Derneğimizin uluslararası alanda kurduğu ilişkiler doğrultusunda edindiğimiz veriler ülkemizde teknisyen başına düşen hasta yoğunluğunun diğer ülkelerle kıyaslanamayacak kadar yüksek olduğunu göstermektedir. Australian Institute of Radiography farklı yatak kapasiteli 17 farklı hastaneye yönelik olarak bir anket çalışması yapmış ve sonuçları 2001 yılında yayınlamıştır. Bu çalışmaya göre radyoloji teknisyeni (radyographer) başına düşen yıllık inceleme sayısı 1500 ile 4000 arasında değişmektedir. Anket sonuçları üzerine yapılan çalışmada radyoloji teknisyeni (radyographer) başına düşen yıllık inceleme sayısı ortalama 2500 olarak kabul edilmiştir. Bizim ülkemizde örnek olarak incelediğimiz bir hastanede bu rakam 12,500' e ulaşmaktadır. Acil servis ünitesinin hasta potansiyeli bu kapsamın dışında tutulmuştur.

İş yükünün diğer Avrupa ülkeleri ile kıyaslanamayacak kadar yoğun olduğu ülkemizde radyoloji merkezlerinin fiziksel yeterlilikleri ve güvenilirlikleri de ayrıca sorgulanması gereken bir konudur.
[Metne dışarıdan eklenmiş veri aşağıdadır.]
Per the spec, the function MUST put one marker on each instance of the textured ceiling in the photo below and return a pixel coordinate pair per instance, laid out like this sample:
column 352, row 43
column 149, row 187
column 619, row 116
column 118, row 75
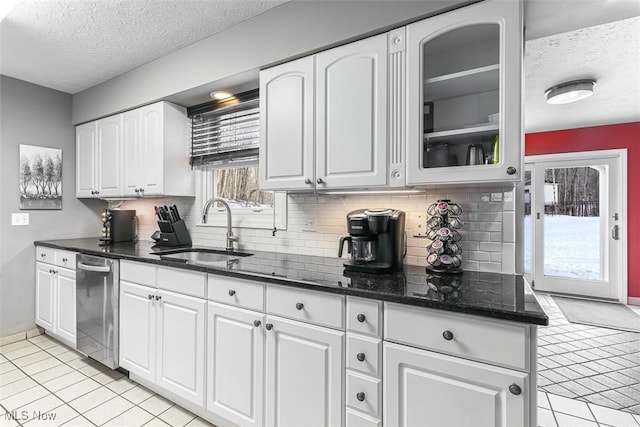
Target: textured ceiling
column 608, row 53
column 71, row 45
Türkiye' nin de katılımının bulunduğu pek çok uluslararası protokolde Uluslararası Atom Enerji Ajansı (International Atomic Energy Agency / IAEA) tarafından mesleki ekspojur alanlarında radyasyondan korunma ve güvenliğin sağlanması amacıyla oluşturulması gereken standartlar tanımlanmıştır.

Mesleki ekspojur olasılığı ve bu olasılığın derecesine uygun olarak korunma ve güvenlik için uygun ve yeterli donanım, ekipman ve hizmetler sağlanmalıdır.

Radyasyondan korunma için gerekli donanım ve aparatlar yönetmeliklerimizde tanımlanmış olmakla birlikte gerek özel ve gerekse resmi pek çok kurumda bunların yetersiz sayıda olduğu veya gerekli korunmayı sağlayamayacak kadar eski ve yıpranmış koruyucu aparatların kullanıldığı bir gerçektir. Pek çok hastanede hiçbir koruyucu özelliği kalmamış, içerisinde parçalanmış halde kurşun bulunan sözde koruyucu önlükler hala kullanımdadır.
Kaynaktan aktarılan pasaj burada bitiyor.